Berlin plant autofreie Friedrichstraße: Wird die historische Prachtstraße zur Fußgänger-Oase?
Piotr DietzBerlin plant autofreie Friedrichstraße: Wird die historische Prachtstraße zur Fußgänger-Oase?
Die Zukunft der Berliner Friedrichstraße in Mitte hat eine intensive Debatte unter Stadtplanern und Anwohnern ausgelöst. Ein kühner neuer Vorschlag des Architekturbüros CKSA zielt darauf ab, die historische Straße in einen autofreien, eleganten Raum zu verwandeln. Die scheidende Verkehrssenatorin Bettina Jarasch hat nun einen Architekturwettbewerb zur Gestaltung des endgültigen Designs ausgestartet.
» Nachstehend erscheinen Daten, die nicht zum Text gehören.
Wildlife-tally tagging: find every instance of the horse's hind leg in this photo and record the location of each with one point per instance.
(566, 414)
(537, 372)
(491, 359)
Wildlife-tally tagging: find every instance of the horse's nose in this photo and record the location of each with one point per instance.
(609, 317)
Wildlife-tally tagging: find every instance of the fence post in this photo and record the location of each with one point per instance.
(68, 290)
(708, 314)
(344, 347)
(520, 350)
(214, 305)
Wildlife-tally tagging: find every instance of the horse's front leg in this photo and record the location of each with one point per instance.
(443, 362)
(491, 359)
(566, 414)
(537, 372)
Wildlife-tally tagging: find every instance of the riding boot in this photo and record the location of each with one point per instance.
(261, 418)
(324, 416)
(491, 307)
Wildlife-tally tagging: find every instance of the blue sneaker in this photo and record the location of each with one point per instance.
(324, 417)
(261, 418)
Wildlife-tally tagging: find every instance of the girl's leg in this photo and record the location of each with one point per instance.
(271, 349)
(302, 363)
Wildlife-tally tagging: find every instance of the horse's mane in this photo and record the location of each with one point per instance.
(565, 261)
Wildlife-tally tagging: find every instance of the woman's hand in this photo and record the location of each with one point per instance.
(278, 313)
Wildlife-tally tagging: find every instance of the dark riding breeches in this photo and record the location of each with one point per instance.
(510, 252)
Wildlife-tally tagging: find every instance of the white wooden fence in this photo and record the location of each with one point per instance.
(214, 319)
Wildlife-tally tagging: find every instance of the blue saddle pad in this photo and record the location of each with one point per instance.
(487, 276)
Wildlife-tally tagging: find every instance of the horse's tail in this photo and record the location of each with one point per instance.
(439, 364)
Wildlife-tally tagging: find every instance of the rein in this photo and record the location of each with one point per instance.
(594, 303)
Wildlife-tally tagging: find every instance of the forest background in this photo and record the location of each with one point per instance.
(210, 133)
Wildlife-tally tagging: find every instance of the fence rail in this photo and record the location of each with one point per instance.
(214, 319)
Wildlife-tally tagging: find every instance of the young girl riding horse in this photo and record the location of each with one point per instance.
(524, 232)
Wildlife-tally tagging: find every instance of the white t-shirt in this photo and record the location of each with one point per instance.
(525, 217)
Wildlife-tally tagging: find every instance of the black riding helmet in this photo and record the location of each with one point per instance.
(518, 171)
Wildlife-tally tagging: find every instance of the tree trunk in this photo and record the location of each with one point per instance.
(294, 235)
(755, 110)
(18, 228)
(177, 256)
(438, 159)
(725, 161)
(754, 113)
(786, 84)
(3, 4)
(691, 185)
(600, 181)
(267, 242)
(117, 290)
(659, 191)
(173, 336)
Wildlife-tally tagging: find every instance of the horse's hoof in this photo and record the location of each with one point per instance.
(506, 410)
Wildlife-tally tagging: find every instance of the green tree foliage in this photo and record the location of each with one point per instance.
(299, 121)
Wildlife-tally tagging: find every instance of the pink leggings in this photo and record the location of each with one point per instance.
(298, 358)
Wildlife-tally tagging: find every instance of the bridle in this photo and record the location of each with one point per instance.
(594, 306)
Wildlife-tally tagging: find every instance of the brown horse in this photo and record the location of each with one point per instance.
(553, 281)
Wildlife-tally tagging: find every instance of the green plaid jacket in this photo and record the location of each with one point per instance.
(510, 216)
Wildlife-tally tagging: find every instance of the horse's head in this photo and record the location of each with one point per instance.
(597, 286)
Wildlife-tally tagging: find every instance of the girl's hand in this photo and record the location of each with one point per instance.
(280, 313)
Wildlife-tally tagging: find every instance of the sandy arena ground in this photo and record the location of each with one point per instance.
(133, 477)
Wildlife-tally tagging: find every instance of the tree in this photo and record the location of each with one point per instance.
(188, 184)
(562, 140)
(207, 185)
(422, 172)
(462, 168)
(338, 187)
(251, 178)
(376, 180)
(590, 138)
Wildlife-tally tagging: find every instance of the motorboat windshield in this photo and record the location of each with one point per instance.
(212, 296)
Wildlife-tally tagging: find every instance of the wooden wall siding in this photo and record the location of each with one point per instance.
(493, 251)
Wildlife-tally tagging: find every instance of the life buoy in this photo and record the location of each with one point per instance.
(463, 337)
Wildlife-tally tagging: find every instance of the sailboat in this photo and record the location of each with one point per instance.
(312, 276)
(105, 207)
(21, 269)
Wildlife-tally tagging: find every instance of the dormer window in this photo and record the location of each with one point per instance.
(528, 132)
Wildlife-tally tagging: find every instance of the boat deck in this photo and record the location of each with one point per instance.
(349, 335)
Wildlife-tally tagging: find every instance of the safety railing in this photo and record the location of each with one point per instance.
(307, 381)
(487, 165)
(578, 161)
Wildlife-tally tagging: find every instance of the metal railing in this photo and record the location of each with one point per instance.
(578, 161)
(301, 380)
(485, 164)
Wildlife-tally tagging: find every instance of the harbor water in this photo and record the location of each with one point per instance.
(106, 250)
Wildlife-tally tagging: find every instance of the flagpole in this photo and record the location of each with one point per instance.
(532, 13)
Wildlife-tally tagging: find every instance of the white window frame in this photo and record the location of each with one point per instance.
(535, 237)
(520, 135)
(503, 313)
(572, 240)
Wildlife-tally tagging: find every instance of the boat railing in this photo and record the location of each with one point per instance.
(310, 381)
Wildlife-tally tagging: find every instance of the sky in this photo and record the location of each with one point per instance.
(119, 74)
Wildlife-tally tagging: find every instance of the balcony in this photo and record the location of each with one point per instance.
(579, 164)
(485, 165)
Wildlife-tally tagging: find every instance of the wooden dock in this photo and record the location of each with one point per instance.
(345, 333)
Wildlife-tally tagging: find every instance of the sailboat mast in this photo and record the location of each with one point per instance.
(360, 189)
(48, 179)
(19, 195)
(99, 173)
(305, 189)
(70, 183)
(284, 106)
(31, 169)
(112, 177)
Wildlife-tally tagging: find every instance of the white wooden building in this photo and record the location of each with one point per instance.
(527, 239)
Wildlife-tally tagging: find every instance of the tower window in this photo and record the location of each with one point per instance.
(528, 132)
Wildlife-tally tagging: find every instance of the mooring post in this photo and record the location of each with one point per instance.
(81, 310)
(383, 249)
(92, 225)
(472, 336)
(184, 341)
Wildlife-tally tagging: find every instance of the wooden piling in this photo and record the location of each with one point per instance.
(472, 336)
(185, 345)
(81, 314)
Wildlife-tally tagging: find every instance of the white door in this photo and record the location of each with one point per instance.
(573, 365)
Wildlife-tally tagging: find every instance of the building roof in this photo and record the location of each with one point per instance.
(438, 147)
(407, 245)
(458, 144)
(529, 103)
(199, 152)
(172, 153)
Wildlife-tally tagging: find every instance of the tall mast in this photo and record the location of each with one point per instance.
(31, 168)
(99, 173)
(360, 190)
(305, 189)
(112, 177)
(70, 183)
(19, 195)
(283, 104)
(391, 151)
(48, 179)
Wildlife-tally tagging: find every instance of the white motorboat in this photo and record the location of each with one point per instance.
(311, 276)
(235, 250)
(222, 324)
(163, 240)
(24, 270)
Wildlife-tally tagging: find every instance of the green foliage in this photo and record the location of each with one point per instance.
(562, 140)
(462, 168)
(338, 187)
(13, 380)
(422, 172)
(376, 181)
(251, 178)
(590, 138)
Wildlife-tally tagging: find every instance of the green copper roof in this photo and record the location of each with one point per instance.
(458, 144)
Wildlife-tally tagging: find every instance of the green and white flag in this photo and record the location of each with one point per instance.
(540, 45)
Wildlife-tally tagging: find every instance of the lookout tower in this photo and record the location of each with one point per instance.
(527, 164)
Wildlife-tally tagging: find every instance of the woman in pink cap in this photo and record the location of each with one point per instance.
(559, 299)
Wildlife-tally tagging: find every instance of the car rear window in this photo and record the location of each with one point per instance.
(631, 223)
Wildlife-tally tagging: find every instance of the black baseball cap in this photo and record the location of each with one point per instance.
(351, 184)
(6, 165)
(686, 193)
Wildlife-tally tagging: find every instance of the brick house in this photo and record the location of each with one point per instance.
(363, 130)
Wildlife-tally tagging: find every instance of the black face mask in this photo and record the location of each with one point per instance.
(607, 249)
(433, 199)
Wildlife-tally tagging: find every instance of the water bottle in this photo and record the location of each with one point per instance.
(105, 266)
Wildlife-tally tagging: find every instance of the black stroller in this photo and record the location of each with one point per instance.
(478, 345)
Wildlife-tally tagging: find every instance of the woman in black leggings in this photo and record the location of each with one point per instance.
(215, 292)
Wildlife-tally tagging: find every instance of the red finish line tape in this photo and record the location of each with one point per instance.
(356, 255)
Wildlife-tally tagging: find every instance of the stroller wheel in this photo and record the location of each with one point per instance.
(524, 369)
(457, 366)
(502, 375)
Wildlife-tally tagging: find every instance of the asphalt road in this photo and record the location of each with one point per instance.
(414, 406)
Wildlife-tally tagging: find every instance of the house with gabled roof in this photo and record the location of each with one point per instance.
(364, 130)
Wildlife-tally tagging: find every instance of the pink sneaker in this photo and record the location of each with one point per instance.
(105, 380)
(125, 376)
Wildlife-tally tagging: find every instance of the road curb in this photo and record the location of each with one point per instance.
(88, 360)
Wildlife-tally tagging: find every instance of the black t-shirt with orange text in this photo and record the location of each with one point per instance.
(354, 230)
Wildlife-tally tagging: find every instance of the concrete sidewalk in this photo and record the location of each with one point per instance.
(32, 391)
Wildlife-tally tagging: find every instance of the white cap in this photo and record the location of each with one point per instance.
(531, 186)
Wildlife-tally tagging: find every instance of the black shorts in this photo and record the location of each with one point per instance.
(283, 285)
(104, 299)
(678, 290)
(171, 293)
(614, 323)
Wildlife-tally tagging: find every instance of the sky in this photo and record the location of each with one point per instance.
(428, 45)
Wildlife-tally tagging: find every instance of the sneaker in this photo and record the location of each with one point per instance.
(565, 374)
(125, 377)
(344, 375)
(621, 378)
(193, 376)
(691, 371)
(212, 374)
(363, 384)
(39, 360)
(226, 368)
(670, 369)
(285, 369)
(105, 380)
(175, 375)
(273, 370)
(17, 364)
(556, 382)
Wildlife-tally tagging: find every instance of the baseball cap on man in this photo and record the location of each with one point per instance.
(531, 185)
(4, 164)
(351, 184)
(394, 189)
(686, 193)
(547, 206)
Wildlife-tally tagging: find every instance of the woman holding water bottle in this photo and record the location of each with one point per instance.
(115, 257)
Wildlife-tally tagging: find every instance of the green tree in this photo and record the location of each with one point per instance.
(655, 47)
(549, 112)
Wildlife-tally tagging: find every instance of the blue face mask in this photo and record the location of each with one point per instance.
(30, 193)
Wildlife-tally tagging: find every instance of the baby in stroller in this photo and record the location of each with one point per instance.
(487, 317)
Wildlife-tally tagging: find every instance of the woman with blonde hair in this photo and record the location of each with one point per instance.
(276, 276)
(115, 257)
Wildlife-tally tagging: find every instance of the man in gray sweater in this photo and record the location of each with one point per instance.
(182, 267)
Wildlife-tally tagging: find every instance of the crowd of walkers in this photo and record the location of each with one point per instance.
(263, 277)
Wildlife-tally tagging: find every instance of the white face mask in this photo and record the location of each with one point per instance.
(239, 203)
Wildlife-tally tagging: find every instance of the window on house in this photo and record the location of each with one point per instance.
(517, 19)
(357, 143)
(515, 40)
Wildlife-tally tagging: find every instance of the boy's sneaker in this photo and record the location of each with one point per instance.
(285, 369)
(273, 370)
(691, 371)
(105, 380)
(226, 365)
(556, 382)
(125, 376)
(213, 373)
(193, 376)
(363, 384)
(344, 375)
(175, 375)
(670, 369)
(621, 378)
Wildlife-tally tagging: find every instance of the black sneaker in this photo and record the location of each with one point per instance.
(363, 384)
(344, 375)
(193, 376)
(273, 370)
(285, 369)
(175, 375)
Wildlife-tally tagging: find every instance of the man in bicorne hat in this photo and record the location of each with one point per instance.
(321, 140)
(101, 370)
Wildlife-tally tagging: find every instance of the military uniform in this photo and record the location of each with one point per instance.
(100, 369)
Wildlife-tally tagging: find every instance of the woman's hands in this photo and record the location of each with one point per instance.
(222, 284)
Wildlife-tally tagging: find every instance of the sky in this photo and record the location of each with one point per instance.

Die Vision des CKSA-Büros konzentriert sich darauf, den ursprünglichen Charme der Friedrichstraße als Teil der alten Friedrichstadt wiederzubeleben. Ihr Plan sieht vor, Autos und Fahrräder aus dem Bereich zu verbannen und eine fußgängerfreundliche Zone mit Natursteinpflaster zu schaffen. Große Einzelbäume, Kunstinstallationen und Wasserspiele würden den öffentlichen Raum aufwerten und ihm eine raffinierte, einladende Atmosphäre verleihen.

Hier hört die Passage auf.